Este volume representa a maior intervenção no mercado de títulos públicos em mais de dez anos, superando até mesmo as operações realizadas durante o período mais agudo da pandemia de covid-19, quando foram recomprados R$ 35,56 bilhões ao longo de 15 dias. As operações mais recentes incluíram R$ 9,05 bilhões em títulos prefixados e R$ 7,07 bilhões em papéis atrelados à inflação em um único dia, após uma primeira etapa de R$ 27,5 bilhões no dia anterior.
Análises de mercado indicam que a escala atual das intervenções também é superior a momentos de turbulência anteriores, como as manifestações de 2013 e a greve dos caminhoneiros de 2018. O objetivo principal do Tesouro é estabilizar a curva de juros, que serve de referência para as expectativas em relação à taxa Selic, os juros básicos da economia.

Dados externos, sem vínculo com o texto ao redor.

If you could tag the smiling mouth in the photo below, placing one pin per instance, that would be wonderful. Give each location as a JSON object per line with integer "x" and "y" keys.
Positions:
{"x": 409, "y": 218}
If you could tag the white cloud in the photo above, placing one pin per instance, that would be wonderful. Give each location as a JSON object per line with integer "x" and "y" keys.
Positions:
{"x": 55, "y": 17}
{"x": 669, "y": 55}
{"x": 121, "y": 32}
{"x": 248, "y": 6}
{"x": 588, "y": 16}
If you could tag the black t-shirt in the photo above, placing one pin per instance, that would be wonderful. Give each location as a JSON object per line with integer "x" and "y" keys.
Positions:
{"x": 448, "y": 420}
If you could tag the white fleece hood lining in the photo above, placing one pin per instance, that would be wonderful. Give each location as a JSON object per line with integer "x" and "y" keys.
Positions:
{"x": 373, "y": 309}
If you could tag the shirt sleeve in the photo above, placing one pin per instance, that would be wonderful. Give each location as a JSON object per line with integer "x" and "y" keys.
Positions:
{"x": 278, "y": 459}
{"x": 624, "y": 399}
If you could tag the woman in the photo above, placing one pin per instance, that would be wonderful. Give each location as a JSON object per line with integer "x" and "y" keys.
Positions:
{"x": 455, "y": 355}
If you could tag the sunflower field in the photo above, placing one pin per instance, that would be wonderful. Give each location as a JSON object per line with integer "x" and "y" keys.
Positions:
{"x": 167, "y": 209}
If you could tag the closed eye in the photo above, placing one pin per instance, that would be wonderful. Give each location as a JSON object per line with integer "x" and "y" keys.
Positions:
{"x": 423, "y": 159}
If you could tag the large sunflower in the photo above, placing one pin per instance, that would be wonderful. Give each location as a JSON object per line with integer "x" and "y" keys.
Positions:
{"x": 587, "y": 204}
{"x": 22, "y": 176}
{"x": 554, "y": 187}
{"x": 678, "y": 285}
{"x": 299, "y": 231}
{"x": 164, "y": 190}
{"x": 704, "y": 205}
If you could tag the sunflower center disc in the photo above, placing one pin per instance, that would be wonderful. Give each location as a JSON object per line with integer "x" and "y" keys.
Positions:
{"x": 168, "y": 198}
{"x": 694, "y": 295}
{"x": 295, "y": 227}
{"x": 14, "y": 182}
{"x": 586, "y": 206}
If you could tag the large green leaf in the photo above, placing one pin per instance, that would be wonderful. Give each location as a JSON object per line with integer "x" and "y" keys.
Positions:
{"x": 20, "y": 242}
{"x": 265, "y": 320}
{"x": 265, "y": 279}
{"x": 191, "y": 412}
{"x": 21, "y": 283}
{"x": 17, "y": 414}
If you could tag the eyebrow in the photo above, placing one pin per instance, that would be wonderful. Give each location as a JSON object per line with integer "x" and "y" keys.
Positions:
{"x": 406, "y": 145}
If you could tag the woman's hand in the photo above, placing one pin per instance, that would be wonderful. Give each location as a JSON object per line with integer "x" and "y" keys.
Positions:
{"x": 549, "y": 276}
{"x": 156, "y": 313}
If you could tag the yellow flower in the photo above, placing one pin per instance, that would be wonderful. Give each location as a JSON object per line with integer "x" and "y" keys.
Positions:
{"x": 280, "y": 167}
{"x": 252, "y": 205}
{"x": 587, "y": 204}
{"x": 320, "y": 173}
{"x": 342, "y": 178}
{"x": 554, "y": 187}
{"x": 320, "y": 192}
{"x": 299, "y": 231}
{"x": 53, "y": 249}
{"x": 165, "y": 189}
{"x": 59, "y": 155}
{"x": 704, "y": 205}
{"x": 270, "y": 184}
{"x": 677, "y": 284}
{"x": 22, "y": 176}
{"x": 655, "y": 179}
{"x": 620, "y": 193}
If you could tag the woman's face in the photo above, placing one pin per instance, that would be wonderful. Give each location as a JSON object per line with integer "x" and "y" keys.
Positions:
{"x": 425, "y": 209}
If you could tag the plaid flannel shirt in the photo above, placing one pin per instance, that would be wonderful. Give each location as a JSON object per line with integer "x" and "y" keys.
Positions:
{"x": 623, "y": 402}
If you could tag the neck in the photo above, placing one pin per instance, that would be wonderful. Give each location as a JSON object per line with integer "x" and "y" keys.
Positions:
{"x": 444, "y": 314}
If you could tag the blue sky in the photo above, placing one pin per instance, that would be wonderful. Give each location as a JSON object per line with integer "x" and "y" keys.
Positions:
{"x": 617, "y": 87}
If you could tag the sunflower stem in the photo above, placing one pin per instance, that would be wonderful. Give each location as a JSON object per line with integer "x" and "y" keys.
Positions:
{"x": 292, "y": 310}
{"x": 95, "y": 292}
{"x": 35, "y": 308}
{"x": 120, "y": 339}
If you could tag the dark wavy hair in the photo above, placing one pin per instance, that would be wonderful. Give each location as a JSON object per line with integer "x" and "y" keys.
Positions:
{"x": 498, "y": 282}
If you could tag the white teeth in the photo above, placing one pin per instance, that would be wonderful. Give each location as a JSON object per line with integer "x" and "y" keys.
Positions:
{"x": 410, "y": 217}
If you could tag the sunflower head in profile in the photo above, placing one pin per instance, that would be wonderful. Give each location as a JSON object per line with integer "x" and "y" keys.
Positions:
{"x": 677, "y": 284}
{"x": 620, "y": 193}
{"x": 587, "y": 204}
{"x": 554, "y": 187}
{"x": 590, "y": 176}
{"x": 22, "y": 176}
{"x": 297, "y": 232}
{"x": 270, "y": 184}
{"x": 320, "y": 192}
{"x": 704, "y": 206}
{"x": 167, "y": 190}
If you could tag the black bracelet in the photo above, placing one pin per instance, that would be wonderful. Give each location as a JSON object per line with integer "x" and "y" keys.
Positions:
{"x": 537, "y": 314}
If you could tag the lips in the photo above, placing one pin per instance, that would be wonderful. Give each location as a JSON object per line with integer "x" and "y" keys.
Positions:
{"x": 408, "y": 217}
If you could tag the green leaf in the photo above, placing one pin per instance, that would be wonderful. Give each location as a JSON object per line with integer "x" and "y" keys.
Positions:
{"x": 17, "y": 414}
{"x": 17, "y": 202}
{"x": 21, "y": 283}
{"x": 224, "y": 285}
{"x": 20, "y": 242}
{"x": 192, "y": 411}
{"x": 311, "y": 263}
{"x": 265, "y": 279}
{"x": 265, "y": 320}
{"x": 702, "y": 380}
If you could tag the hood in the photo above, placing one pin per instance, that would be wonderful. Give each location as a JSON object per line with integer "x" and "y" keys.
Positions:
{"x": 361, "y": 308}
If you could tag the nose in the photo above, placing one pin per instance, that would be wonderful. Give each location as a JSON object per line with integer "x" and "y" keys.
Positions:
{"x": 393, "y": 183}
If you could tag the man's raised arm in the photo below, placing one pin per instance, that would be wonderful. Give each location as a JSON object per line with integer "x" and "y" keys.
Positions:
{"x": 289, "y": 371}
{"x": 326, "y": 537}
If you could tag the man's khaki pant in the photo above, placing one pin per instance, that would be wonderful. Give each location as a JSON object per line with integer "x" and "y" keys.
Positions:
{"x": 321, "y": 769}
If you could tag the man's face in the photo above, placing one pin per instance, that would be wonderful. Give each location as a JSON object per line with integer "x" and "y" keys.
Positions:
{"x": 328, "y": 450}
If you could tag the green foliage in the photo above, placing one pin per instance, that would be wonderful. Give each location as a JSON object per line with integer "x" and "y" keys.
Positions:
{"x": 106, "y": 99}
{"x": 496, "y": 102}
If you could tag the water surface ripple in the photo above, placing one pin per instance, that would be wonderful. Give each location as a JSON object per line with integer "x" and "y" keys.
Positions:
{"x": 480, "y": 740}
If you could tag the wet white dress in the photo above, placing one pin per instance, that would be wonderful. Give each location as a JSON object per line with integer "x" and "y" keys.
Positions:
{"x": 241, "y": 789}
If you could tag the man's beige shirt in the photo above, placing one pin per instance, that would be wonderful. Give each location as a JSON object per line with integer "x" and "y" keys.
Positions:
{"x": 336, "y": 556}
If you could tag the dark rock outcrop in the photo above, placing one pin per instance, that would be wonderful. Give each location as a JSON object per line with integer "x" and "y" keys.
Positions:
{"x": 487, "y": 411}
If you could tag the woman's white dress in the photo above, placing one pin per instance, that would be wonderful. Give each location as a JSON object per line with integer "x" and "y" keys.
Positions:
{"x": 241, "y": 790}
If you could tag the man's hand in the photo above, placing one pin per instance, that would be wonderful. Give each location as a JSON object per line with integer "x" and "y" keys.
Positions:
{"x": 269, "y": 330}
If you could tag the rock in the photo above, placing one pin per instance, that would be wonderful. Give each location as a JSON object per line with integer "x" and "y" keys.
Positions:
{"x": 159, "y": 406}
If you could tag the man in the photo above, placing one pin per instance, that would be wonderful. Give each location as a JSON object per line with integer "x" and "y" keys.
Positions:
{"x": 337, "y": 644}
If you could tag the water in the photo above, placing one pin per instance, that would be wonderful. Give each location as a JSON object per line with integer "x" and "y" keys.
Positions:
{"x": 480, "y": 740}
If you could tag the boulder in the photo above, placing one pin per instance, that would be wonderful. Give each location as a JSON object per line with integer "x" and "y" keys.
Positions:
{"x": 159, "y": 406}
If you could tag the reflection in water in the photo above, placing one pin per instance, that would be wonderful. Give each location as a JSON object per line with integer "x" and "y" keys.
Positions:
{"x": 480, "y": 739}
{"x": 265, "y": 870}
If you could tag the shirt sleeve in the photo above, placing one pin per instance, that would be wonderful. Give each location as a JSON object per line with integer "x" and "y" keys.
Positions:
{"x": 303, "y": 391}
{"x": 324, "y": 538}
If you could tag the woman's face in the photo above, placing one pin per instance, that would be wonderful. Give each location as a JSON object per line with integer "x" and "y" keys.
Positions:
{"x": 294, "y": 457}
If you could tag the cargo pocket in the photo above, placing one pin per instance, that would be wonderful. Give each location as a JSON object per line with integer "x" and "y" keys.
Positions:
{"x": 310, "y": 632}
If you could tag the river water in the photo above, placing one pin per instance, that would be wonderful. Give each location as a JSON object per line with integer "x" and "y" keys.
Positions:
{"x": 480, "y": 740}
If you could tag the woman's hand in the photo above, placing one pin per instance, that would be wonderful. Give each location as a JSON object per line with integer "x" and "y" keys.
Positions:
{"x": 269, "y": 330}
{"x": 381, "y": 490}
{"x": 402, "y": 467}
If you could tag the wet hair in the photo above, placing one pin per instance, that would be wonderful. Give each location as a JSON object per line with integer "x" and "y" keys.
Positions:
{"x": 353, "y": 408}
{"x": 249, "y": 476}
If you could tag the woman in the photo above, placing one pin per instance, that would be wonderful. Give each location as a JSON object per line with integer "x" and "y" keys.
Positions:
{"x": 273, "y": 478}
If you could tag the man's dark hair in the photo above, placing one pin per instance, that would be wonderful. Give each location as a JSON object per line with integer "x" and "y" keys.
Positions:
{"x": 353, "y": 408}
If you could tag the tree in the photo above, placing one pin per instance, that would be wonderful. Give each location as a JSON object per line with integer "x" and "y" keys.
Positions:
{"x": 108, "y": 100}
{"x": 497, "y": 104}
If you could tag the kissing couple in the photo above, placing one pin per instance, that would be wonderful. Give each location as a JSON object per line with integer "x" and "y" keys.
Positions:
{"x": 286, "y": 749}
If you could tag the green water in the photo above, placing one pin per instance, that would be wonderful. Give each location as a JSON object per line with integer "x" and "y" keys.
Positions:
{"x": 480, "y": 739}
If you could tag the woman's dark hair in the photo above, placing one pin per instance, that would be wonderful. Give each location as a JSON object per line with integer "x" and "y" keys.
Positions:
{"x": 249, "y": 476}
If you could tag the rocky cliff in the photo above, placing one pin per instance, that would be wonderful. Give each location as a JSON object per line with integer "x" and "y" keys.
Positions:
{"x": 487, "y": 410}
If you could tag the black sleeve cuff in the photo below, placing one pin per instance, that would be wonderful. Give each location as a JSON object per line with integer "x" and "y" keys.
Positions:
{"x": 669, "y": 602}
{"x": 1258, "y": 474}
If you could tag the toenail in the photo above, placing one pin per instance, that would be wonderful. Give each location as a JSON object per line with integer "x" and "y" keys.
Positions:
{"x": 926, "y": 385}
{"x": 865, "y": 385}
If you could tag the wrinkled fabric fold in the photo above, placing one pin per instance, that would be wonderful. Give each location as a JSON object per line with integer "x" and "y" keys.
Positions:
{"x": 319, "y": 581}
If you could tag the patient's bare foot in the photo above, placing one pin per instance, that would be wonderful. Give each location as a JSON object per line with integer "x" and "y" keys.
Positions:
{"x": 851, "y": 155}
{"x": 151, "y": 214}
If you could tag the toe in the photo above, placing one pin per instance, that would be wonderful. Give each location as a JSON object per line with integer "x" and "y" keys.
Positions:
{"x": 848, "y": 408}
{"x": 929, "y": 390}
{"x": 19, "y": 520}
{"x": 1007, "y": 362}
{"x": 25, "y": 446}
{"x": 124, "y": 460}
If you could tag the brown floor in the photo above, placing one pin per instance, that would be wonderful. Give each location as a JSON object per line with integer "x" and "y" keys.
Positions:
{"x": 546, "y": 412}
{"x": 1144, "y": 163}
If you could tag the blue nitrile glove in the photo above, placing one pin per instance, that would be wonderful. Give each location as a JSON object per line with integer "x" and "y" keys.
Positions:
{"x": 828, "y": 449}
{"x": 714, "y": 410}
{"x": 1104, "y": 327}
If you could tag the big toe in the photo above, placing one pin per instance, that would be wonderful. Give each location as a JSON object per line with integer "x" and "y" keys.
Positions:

A recente elevação das taxas de juros foi impulsionada principalmente pela escalada do conflito no Oriente Médio e pelo consequente aumento nos preços do petróleo, fatores que acentuam o risco inflacionário. Paralelamente, incertezas internas, como a possibilidade de uma nova paralisação de caminhoneiros, também contribuem para o cenário de instabilidade.
A forte atuação do Tesouro ocorre em uma semana crucial, marcada pela decisão de política monetária do Comitê de Política Monetária (Copom). Tradicionalmente, o órgão evita grandes intervenções nesse período para não gerar percepções de influência sobre as decisões do Banco Central. A curva de juros futuros é um termômetro importante para as projeções do Copom, que nesta semana deve decidir sobre o ritmo de cortes na taxa Selic.
Especialistas apontam que a estratégia mais agressiva adotada pelo Tesouro pode ser uma tentativa de prevenir disfunções de mercado mais graves no futuro, em contraste com reações mais tardias observadas em períodos anteriores de estresse, como em dezembro de 2024. A continuidade dessas intervenções dependerá das condições de mercado e da avaliação do próprio órgão.
Apesar das ações do Tesouro, o mercado continuou sob pressão. A ameaça de uma nova greve de caminhoneiros, noticiada pela imprensa, aumentou a percepção de risco no final do dia, evocando memórias dos impactos econômicos de 2018, como a alta da inflação e a pressão sobre as contas públicas. No fechamento, a taxa de juros para janeiro de 2027 subiu para 14,13% ao ano, enquanto os vencimentos mais longos mantiveram-se estáveis. No mercado de câmbio, o dólar reduziu suas perdas e a bolsa de valores diminuiu os ganhos.